CHP Ordu Milletvekili Seyit Torun, Siber Güvenlik Başkanlığı’nın kurulmasıyla ilgili yazılı bir açıklama yaptı. Torun, açıklamasında şu ifadeleri kullandı:
- “Bugün Milli Savunma Komisyonu’nda Siber Güvenlik Kanun Teklifi’ni görüştük. Yine güvenlik bahanesi arkasına sığınarak, kişisel hak ve özgürlükleri hiçe sayan maddeleri bize dayatmaya çalıştılar. ‘Perşembenin gelişi çarşambadan bellidir’ derler ya; Kurumun kuruluşuna dair bir kanun teklifi ortada yokken, 8 Ocak’ta Resmi Gazete’de yayımlanan Cumhurbaşkanlığı Kararnamesi ile kurulacağı duyurulan Siber Güvenlik Başkanlığı, siber alanda da Cumhurbaşkanının hükümranlığını pekiştirecek yetkilerle donatılıyor.”
- “Kanun teklifine göre, Siber Güvenlik Kurulu’nun Başkanı tahmin edileceği üzere Cumhurbaşkanı olacak. Ancak, ilgili kararnameye göre Başkanlık aynı zamanda Cumhurbaşkanına karşı sorumlu olacak. Açık bir dille ifade etmek gerekirse, Cumhurbaşkanı kendi başkanlık ettiği kurumu kendisi denetleyecek. Ucube başkanlık sistemine bir ucube kurum daha eklenmiş olacak.”
- “Cumhurbaşkanı, gerekli gördüğü durumlarda mahkeme kararı olmaksızın, konutlarda, işyerlerinde ve kamuya kapalı alanlarda arama yapma ve el koyma yetkisine sahip olacak. Sonrasında mahkeme kararı alınması gerekecek. Vatandaşın kapısı kırıldıktan sonra mahkeme kararına neden ihtiyaç duyuluyor? diye soracak olursanız, bu durumun minarenin kılıfı minare çalındıktan sonra hazırlanmasına benzer bir durum olduğunu söyleyebilirim.”
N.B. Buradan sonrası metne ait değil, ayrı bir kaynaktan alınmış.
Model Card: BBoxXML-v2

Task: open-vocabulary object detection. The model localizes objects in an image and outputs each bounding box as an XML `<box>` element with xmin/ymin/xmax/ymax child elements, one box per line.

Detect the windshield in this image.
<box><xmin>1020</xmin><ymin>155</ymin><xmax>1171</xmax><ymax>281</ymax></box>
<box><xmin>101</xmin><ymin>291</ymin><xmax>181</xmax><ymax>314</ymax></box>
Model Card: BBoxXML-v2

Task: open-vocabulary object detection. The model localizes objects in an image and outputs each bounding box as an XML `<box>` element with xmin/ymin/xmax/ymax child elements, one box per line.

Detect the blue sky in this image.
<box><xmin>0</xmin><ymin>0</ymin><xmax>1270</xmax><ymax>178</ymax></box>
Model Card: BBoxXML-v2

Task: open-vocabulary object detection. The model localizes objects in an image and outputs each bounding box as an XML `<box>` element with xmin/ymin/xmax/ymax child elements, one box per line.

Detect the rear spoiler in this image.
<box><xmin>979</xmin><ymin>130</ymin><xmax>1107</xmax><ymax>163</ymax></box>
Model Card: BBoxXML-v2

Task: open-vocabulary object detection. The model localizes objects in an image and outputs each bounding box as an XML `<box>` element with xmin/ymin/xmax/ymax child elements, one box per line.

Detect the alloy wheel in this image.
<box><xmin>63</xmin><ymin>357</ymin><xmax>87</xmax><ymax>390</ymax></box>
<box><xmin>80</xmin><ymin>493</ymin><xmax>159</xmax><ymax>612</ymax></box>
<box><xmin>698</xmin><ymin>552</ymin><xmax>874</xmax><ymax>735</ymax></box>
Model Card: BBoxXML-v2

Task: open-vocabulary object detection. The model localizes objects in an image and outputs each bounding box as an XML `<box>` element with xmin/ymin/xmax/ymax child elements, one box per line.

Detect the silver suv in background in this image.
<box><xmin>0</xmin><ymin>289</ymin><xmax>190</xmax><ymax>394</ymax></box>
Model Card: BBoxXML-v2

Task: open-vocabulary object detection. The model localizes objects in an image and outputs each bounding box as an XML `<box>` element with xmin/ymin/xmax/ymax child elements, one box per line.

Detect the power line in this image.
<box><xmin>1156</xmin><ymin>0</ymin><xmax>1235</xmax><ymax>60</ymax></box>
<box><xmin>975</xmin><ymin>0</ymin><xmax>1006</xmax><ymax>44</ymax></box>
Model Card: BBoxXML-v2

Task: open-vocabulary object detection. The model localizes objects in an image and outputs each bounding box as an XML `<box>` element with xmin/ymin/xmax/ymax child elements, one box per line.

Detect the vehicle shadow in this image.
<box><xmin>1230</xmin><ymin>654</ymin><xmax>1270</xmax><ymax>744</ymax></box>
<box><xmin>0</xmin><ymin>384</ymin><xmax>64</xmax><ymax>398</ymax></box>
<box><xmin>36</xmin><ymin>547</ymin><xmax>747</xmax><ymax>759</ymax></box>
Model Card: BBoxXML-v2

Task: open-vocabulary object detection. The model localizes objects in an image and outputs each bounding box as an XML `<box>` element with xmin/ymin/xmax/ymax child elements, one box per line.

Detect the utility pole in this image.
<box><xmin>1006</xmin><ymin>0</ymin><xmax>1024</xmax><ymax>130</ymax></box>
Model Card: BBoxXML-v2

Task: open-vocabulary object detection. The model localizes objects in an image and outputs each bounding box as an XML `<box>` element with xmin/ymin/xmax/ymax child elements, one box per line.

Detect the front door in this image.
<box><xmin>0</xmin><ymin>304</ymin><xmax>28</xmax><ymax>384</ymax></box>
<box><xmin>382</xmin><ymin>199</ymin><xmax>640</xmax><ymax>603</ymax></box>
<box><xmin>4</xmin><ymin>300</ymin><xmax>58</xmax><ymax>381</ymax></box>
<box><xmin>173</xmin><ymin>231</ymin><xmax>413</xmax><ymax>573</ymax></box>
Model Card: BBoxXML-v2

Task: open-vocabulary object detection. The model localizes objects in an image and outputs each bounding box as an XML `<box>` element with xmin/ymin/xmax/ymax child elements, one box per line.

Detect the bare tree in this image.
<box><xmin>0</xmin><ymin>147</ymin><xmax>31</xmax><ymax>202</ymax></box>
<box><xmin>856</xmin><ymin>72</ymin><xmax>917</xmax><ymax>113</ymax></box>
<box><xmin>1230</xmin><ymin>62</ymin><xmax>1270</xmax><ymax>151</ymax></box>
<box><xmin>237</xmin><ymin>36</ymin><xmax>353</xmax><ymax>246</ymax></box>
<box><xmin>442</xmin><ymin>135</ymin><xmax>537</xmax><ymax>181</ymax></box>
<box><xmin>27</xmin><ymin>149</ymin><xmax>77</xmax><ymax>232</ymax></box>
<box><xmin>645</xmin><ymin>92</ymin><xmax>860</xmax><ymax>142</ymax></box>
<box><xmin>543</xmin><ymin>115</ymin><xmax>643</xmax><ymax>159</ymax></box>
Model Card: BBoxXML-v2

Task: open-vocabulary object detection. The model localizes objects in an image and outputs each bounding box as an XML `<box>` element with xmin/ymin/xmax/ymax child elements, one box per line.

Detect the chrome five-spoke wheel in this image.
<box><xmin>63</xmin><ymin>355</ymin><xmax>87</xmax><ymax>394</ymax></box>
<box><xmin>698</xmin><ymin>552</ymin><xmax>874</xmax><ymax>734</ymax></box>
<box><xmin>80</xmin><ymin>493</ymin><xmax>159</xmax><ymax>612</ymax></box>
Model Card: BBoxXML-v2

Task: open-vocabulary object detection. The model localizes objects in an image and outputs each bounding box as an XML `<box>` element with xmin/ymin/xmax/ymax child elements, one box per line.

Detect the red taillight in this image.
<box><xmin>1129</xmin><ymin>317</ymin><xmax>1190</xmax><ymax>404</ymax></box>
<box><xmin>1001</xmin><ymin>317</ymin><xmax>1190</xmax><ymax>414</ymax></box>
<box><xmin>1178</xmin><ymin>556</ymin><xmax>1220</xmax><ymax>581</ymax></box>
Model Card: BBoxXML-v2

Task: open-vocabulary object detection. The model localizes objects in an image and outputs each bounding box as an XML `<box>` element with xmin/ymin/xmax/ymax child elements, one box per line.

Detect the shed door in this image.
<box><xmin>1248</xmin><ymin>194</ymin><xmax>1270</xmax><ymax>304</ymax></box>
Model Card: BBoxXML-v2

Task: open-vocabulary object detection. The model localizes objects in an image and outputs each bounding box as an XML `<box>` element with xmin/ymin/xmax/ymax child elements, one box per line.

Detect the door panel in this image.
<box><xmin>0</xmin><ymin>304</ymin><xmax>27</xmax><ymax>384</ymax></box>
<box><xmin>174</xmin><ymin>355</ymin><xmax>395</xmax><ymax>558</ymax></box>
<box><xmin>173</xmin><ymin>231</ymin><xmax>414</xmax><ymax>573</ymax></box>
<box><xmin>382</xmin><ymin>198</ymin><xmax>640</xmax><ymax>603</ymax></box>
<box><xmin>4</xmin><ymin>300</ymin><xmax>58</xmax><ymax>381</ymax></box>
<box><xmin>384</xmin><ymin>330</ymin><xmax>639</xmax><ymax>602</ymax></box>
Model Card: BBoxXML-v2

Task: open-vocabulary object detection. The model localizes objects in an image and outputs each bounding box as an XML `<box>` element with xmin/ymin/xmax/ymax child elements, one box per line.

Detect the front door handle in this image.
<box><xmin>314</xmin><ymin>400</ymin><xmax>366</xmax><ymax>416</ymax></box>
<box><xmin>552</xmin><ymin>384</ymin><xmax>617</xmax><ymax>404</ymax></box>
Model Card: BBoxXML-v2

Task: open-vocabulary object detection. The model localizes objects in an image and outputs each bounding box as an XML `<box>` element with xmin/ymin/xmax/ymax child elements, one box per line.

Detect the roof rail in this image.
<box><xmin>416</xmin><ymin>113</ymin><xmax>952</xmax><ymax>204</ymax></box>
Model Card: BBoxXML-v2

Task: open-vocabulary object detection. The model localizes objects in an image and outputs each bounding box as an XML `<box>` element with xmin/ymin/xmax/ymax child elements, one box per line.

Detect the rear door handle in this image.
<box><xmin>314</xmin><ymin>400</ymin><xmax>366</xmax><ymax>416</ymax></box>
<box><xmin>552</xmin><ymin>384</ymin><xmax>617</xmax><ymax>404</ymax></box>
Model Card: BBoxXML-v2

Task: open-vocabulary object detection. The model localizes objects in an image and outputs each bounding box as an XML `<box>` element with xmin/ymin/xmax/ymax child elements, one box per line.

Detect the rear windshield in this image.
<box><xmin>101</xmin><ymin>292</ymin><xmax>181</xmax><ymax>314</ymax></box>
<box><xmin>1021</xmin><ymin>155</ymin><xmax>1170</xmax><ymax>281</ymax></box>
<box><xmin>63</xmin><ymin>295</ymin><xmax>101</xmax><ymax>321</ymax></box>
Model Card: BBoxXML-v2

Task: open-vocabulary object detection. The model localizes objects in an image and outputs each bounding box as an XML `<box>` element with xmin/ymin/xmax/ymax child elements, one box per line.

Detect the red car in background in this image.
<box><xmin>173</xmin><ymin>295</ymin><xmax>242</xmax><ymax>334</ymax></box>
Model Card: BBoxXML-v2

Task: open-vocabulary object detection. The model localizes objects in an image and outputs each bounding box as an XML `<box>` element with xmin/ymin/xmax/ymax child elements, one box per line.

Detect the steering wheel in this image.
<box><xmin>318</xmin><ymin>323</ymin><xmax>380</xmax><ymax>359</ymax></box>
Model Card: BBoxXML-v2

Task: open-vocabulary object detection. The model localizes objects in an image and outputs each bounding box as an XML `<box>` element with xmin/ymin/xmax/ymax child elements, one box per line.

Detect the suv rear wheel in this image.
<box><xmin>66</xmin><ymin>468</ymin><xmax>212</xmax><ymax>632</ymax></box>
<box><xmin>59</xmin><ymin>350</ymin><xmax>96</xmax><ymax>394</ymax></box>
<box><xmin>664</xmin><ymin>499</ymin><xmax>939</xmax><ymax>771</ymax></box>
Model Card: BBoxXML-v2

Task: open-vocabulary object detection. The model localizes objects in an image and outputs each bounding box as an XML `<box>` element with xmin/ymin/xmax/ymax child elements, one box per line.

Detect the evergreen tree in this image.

- “Kamu kurum ve kuruluşları için mahkeme kararı alınmasına ise hiç gerek görülmemiş. Cumhurbaşkanı, mahkemeyle, izinle veya bürokrasiyle uğraşmadan, istediği belediye başkanının veya istediği bürokratın odasına girebilecek. Bu iktidarın Anayasa’yı tanımadığı olayları defalarca yaşadık ama şimdi zorbalığı yasal düzenlemeyle meşru kılmak tek adam rejiminde yeni bir seviyeye ulaşmış durumda.”
‘AKP Genel Başkanı artık uzatmaları oynadığının farkında’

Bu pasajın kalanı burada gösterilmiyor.